A blind art photographer tells her story: Part 1 Nadine introduces herself
We came across Nadine Alexander-Meißinger by chance on Facebook while looking for blind photographers and asked her to contribute a few posts to our blog. Although blind and visually impaired people are gradually recognized and accepted as free time photographers, only a minority of them seems to turn their hobby into a successful business. Nadine decided to take this step and we want to know how she realizes her dream and what successes and obstacles she encounters along the way. Additionally, we look forward to reading about her experiences with various camera types.
Please feel free to leave a comment or contact us at email@example.com if you have questions for Nadine or if you too want to write a post for us or tell us your story.
This is Nadine’s first post (translated from German):
Hello to everyone interested in photography out there!
I got to know about this project through Tina. As a self employed blind photographer with an online shop, I hope to contribute some useful information and tips for other blind people interested in photography to this blog.

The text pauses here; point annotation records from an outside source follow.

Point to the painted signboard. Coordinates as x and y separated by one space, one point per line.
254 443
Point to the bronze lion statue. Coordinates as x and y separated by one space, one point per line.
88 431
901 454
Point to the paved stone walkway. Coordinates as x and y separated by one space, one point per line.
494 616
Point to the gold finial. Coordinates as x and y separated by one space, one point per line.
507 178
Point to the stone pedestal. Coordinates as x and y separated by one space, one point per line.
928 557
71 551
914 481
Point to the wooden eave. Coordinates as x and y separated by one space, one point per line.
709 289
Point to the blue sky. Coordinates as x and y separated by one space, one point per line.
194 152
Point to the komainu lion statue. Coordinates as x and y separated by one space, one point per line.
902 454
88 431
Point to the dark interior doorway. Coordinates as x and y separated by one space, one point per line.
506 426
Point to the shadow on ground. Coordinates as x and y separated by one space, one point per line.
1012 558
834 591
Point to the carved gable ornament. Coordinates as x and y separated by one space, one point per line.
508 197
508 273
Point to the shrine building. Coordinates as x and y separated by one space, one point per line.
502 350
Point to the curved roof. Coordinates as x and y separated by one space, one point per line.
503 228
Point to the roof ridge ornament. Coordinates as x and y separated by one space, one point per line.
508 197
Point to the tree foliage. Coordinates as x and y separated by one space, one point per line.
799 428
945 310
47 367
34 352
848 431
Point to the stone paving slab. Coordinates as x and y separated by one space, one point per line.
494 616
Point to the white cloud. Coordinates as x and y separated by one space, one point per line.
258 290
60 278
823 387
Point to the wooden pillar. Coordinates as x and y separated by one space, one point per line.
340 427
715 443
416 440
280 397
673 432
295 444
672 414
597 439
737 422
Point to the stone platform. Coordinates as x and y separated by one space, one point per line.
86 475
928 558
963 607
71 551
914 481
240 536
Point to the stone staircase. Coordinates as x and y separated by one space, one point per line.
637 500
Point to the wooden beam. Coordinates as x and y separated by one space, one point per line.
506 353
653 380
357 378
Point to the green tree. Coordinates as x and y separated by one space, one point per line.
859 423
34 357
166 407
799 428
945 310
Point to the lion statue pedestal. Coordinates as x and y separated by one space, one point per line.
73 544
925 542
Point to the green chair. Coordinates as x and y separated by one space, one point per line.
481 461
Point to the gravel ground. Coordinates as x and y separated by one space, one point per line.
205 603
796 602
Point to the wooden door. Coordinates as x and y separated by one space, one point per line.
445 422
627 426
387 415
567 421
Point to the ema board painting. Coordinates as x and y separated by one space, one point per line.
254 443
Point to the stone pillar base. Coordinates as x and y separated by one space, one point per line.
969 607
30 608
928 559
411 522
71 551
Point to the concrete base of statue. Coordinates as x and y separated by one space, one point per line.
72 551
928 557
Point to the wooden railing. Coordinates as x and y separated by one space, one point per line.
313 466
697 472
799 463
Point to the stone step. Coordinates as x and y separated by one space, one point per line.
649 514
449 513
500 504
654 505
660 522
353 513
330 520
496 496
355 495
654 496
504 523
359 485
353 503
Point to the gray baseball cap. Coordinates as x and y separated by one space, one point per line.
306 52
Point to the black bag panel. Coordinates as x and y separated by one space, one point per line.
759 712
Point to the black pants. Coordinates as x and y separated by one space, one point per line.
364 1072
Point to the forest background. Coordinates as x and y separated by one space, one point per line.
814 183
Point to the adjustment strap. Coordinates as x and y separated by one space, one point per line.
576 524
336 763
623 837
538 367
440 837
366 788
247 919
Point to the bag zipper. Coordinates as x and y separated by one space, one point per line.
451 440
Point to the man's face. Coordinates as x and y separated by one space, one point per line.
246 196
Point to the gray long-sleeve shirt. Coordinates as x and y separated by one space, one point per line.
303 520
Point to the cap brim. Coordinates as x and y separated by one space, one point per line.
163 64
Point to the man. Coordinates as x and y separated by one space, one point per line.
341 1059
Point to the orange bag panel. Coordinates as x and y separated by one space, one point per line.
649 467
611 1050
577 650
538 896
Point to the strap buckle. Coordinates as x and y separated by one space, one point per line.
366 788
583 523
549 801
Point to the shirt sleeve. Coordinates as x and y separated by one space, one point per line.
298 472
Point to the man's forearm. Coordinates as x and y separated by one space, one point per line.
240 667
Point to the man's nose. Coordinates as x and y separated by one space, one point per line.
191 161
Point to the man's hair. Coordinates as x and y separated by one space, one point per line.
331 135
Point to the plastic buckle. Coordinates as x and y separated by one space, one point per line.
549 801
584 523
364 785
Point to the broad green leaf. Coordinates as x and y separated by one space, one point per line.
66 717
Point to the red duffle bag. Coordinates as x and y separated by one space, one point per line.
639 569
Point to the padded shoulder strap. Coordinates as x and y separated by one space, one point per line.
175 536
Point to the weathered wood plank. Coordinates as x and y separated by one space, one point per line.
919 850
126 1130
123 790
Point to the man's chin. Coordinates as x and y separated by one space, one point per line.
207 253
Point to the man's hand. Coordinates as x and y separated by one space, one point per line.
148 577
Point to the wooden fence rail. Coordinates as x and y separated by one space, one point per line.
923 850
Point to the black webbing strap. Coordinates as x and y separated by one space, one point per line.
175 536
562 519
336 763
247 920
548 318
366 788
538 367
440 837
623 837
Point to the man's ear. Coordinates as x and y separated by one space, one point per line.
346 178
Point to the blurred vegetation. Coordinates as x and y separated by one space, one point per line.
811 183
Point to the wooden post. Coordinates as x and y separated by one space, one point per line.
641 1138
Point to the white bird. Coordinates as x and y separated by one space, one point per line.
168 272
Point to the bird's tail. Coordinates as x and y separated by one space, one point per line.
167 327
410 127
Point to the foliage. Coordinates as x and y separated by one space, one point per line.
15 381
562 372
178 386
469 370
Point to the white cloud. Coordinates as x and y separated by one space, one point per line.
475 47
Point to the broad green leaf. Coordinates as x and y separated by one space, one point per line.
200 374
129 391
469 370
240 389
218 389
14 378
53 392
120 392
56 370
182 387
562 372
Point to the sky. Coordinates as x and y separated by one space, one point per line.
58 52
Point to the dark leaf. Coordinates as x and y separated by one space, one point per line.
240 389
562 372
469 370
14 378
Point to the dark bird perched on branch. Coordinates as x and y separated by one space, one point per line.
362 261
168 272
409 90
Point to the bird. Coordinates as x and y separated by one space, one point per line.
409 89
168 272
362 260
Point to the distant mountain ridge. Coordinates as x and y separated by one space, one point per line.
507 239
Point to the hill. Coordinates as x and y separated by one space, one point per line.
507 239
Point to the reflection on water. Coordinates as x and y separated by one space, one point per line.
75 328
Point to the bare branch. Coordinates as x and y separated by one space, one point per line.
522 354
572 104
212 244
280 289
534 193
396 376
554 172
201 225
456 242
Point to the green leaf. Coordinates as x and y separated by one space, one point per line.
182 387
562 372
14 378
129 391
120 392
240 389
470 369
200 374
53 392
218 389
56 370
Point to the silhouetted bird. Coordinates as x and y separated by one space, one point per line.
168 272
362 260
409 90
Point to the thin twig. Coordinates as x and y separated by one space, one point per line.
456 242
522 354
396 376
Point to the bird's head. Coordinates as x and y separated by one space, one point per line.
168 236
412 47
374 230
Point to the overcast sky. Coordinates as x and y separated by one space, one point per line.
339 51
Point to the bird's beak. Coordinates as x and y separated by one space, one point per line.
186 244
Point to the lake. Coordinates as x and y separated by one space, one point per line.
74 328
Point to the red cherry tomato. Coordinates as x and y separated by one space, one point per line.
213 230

I was born in Berlin in 1982 and became blind due to a disease in 1994. Initially, I wrote poems, but unfortunately at some point I lost access to my creativity until I met my husband in 2011.
Since photography is one of his hobbies and part of his profession, he encouraged me to take his camera to try it out for myself as soon as he noticed my interest in photography. Of course a long phase of trying and experimenting followed; and believe me sometimes it was very frustrating too. I tried to take pictures of many different motives, but mainly close up views of flowers and other plants. Plants provide great opportunities to practice focusing and capturing a motive to beginners.
In the beginning, my harsh self-criticism was an obstacle in itself. However, my husband always supported and encouraged me to keep exploring.
I took pictures, we looked at them and he described them to me; colours, captured motives, clearness and blurredness. I’ll always be grateful to him for telling me honestly what he thinks. We’re still working like that today.
Over time I widened the range of my motives. Since I work with a digital reflex camera I also use the various settings and possibilities this camera has to offer. Today my motives include not only landscapes and animals, but also architecture, portraits and art photography. That’s not as highbrow as it sounds. A lot of the things I know today I simply found out by trying or searching on the internet.
Before I got my reflex camera I used various types of cameras. In future posts I want to share my experiences about the advantages and disadvantages of all those different models for blind photographers. In my opinion especially phone cameras often prevent us from capturing motives precisely as we want them to appear, because the camera chooses all settings automatically, thus limiting the choice of the photographer. I hope some of you will take away something useful for your own work after reading my posts.